Our whole world has been turned upside down in an instant. We’ve lost loved ones, businesses shut down permanently, layoffs are happening everywhere, and so much more. There’s no such thing as normal, and this is new for everyone.
No matter what anyone says, none of this is easy. It’s taken a toll on our physical wellbeing and, more importantly, on our mental health.
In a letter posted on his social media channels, New Westminster Mayor Jonathan Cote got personal, saying exactly what we need to be admitting: we need to “all be aware and accept that not everything is okay.”
“We don’t need to pretend that things are normal or demonstrate that the crisis is really just a big personal growth opportunity,” he wrote.
It’s okay to admit we’re not at our best – and we don’t need to be. During these trying times, there’s nothing wrong with seeking help and looking for support from others. We’re all in this together, and chances are we’re all feeling the same thing.

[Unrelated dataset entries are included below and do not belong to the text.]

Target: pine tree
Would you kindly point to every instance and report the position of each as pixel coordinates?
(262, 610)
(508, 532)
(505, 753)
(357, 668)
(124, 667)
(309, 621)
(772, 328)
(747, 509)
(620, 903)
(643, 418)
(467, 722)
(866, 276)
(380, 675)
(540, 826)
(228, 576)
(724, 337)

For those seeking mental health support, the provincial and federal governments have made free resources available online, including access to low- and no-cost community counselling programs and online peer supports.
- See also:
Read Cote’s full letter here:
Dear New Westminster,
During the crisis I have tried to be more active on social media and stay connected with residents. It has been a useful medium to share information and try to instill hope and a sense of community which is even more important these days.
However, the crisis has highlighted one of the short comings of social media, as it often projects an unrealistic glossier image of people’s lives. This can be particularly debilitating for those who are not weathering the Covid-19 storm as well as others.

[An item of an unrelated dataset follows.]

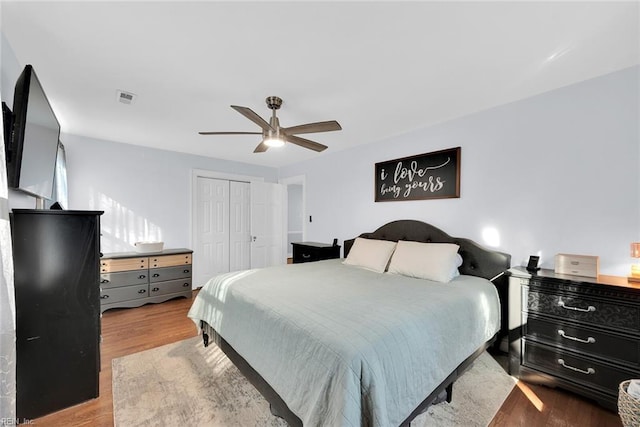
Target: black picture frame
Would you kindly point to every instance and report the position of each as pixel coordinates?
(434, 175)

It is because of this, that I wanted to spend some time sharing some honest personal stories in the hopes we can normalize and accept the pain many of us our going through right now.
For those that know me well, 2020 was already a tough year before the crisis began. A terrible accident in early February left a close family member in hospital for most of the month and ultimately her passing.
At the onset of this crisis our family was still very much grieving. At times the crisis has helped my family become closer and it has been a needed distraction. At other times it feels like we are being kicked while we are already down.
The reality is we didn’t all start this crisis with a blank slate, for many the crisis has layered new stresses and challenges on top of already difficult situations.
Our lives are now being lived out in very different ways. How we work (or don’t work), socialize and connect with family has been turned upside down.
In our home we have three daughters, a dog, and a cat. My wife and I are mainly working from home. My wife has claimed the dining room and me the bedroom. The kids are rotating on the family computer to work with online learning.
Although my social media posts might give the impression of a highly organized household full of structure, joy, and love, the reality is much more chaotic. Our kids are going stir crazy and they dearly miss their friends. Nothing seems normal anymore.
This has also not been an easy time at work. My job has never been a 9-5 job but that has only been exacerbated by the crisis.
Some parts of the job (community meetings and events) have disappeared, but the challenges that arise every day because of the crisis require immediate solutions and decisions.
As someone who prides himself at taking the time to make methodical collaborative decisions, this new environment is requiring me to work differently. Knowing that so many people are struggling but not having the tools available to help everyone is also difficult.
Managing organizations that are under significant pressure, while still trying to deliver services that people need and expect is also proving to be a daunting task. Like most work places there is a lot more stress and anxiety about the future.
We know the difficult decisions we are being faced with are more than just numbers on a spreadsheet, they are about and affect real people.
Although our family is facing its struggles, we know it pales in comparison to how many others are suffering. I hope this honest letter is received the way it was intended and lets us all be aware and accept that not everything is okay.
In these difficult times, it is okay to not be at your best, it is okay to cry, it is okay to eat that entire jumbo bag of potato chips, it is okay to stay up late binge watching the “Tiger King”, and it is okay to laugh at silly memes. I can admit I have done all of those things.
We don’t need to pretend that things are normal or demonstrate that the crisis is really just a big personal growth opportunity.
I know we will find hope and I know our community will come together and become stronger, but we also need to be honest about the difficulties we are facing together.